The short order meant continuing production on the extremely expensive aircrafts simply wasn’t realistic for Airbus, according to CEO Tom Enders. He said there was “no basis to sustain production, despite all our sales efforts with other airlines in recent years.” The company has taken a €463 million (about $523 million) charge for shutdown costs, but anticipates that repaying government loans could help pad its loss. The impact of cutting the A380 was “largely embedded” in Airbus’ 2018 results, which showed a €3 billion (about $3.38 billion) net profit -- up 30% from 2017, per the report.

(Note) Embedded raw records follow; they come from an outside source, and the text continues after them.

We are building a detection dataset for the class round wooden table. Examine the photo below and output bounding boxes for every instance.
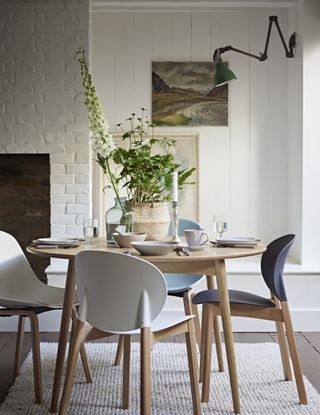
[27,239,266,414]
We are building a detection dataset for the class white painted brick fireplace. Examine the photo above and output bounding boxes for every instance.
[0,0,91,239]
[0,0,91,330]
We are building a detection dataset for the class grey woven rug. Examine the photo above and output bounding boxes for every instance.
[0,343,320,415]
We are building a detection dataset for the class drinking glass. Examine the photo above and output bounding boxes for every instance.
[213,215,228,238]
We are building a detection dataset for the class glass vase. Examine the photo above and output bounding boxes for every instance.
[105,197,133,244]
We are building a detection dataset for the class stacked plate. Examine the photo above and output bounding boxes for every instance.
[212,236,261,248]
[32,237,84,248]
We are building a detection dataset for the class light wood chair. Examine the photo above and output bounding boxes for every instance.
[114,218,224,372]
[59,250,201,415]
[0,231,92,403]
[193,234,307,404]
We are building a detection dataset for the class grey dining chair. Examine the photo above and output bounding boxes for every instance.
[59,250,201,415]
[0,231,92,403]
[193,234,307,404]
[114,218,223,372]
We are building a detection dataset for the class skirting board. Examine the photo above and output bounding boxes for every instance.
[0,309,320,332]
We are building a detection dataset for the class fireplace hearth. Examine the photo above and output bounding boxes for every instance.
[0,154,50,281]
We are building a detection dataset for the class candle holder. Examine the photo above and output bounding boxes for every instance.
[170,202,181,243]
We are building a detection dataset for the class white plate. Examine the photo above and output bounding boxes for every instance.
[183,245,208,251]
[216,236,261,245]
[131,241,178,255]
[32,237,80,245]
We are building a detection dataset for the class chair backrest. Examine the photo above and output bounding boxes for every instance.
[75,250,167,332]
[0,231,42,298]
[168,218,203,236]
[261,234,295,301]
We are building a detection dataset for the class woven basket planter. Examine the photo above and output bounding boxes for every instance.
[126,202,170,241]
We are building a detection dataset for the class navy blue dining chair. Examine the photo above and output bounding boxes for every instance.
[193,234,307,404]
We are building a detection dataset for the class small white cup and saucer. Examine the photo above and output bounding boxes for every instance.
[184,229,209,251]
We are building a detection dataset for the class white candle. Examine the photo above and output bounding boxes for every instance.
[172,171,178,202]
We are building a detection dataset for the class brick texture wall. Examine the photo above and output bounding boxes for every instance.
[0,0,91,236]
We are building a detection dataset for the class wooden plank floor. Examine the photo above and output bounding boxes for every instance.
[0,332,320,402]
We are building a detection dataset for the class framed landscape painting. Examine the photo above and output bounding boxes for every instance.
[152,62,228,126]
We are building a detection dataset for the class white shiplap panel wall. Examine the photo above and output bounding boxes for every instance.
[229,13,251,235]
[265,8,288,240]
[249,12,273,238]
[130,13,153,111]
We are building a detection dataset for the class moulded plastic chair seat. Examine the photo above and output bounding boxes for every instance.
[59,250,201,415]
[0,231,91,403]
[192,290,275,307]
[164,273,205,297]
[193,234,307,404]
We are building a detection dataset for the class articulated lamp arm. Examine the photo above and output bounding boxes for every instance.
[213,16,296,87]
[213,16,296,63]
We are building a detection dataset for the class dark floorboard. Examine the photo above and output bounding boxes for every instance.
[0,332,320,402]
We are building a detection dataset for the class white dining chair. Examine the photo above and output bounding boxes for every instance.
[0,231,92,403]
[114,218,224,377]
[59,250,201,415]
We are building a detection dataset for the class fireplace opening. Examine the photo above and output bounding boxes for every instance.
[0,154,50,282]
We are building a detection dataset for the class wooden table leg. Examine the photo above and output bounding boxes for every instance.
[215,259,240,414]
[50,259,75,413]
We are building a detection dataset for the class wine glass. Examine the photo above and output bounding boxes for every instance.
[83,218,98,247]
[213,215,228,238]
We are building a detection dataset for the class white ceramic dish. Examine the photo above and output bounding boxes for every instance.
[188,245,207,251]
[32,237,80,245]
[112,232,147,248]
[131,241,178,255]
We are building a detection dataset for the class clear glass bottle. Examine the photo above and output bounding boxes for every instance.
[105,197,133,244]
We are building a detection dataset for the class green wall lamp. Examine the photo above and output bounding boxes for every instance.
[213,16,296,87]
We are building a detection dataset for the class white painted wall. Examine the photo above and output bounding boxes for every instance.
[302,0,320,264]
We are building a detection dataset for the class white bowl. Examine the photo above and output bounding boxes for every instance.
[131,241,178,255]
[112,232,147,248]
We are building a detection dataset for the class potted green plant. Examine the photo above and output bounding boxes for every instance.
[77,48,195,240]
[112,108,195,239]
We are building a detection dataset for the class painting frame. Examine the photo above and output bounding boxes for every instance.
[151,61,229,127]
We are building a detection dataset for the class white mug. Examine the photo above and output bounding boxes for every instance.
[184,229,209,246]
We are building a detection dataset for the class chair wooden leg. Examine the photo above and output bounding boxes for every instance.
[275,321,292,380]
[140,327,151,415]
[199,305,208,382]
[201,304,213,402]
[185,320,201,415]
[190,293,201,352]
[213,315,224,372]
[70,307,92,383]
[122,336,131,409]
[59,320,85,415]
[183,291,201,376]
[273,297,292,380]
[113,335,124,366]
[281,301,308,405]
[13,316,26,378]
[207,275,224,372]
[28,312,43,403]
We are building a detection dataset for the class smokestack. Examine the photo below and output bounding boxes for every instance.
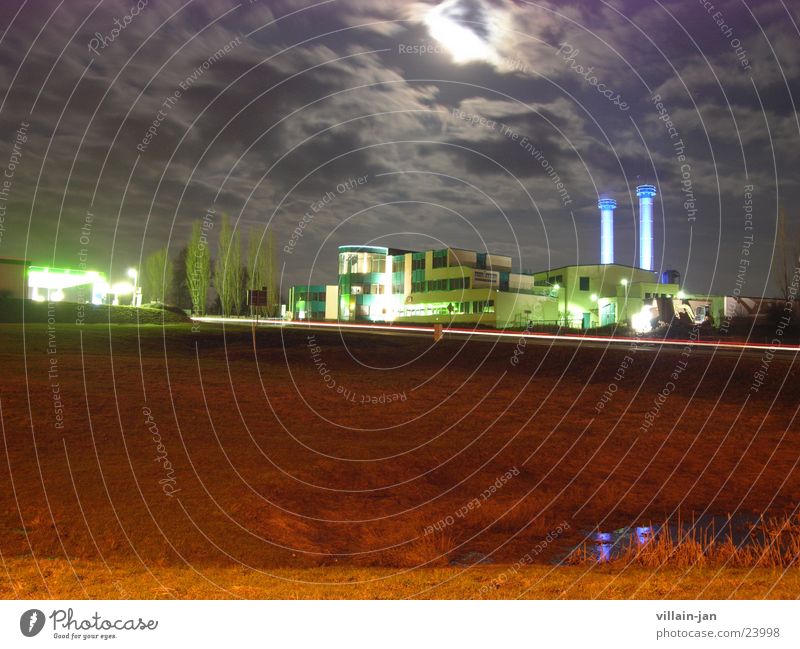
[636,185,656,270]
[597,198,617,264]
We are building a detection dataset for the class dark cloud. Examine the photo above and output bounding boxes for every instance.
[0,0,800,293]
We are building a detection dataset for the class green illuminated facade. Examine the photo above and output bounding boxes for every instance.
[287,246,726,331]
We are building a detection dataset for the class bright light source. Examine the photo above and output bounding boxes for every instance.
[424,0,500,64]
[631,306,653,334]
[111,282,133,296]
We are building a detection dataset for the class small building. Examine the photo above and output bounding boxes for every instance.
[533,264,683,329]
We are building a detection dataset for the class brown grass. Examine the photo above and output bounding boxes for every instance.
[0,325,800,596]
[566,515,800,569]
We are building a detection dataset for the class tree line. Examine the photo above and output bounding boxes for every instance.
[141,214,280,316]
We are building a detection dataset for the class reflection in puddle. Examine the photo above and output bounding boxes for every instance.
[567,514,764,563]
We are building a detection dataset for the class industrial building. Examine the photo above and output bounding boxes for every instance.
[0,257,31,298]
[287,185,726,330]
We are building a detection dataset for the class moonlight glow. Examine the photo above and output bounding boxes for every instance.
[424,0,500,64]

The implications of axing the A380 extend to more than just Airbus’ finances, however. The company plans to start talking with partners about the “3,000 to 3,500 positions potentially impacted over the next three years.” The BBC reported that close to 200 jobs in the United Kingdom could be in trouble as a result of the decision, which is no small number. Airbus said it hopes to send a “significant” number of employees working on the soon-to-be defunct airplane to other projects.
On the bright side for travelers, the more than 200 A380s already in use will continue to criss-cross the planet. Along with Emirates, several other airlines -- Qantas, British Airways, Lufthansa, Air France, and Korean Air, among others -- utilize the oversized aircraft on some of their longest routes.
The A380 first took to the skies as a commercial jet in 2007. Singapore Airlines was the first to use the plane, and it was popular with passengers. The plane, however, was difficult and expensive to build, which led to problems down the line. As the industry shifted away from larger planes, interest in the A380 dwindled. Airbus began working on a revamped, more efficient version of the A380, but needed to generate enough interest in the initial plane to conceive the 2.0 version.
Airbus created the A380 in response to the 747, created by Boeing. They were able to ultimately kill the plane as passenger flights were concerned, but Boeing recently announced plans to build freighter versions of the plane well past 2021, meaning it will outlive the plane that set out to outdo it.
The lesson here, ultimately, is that the best things -- even commercial planes -- come in small, uncomplicated packages.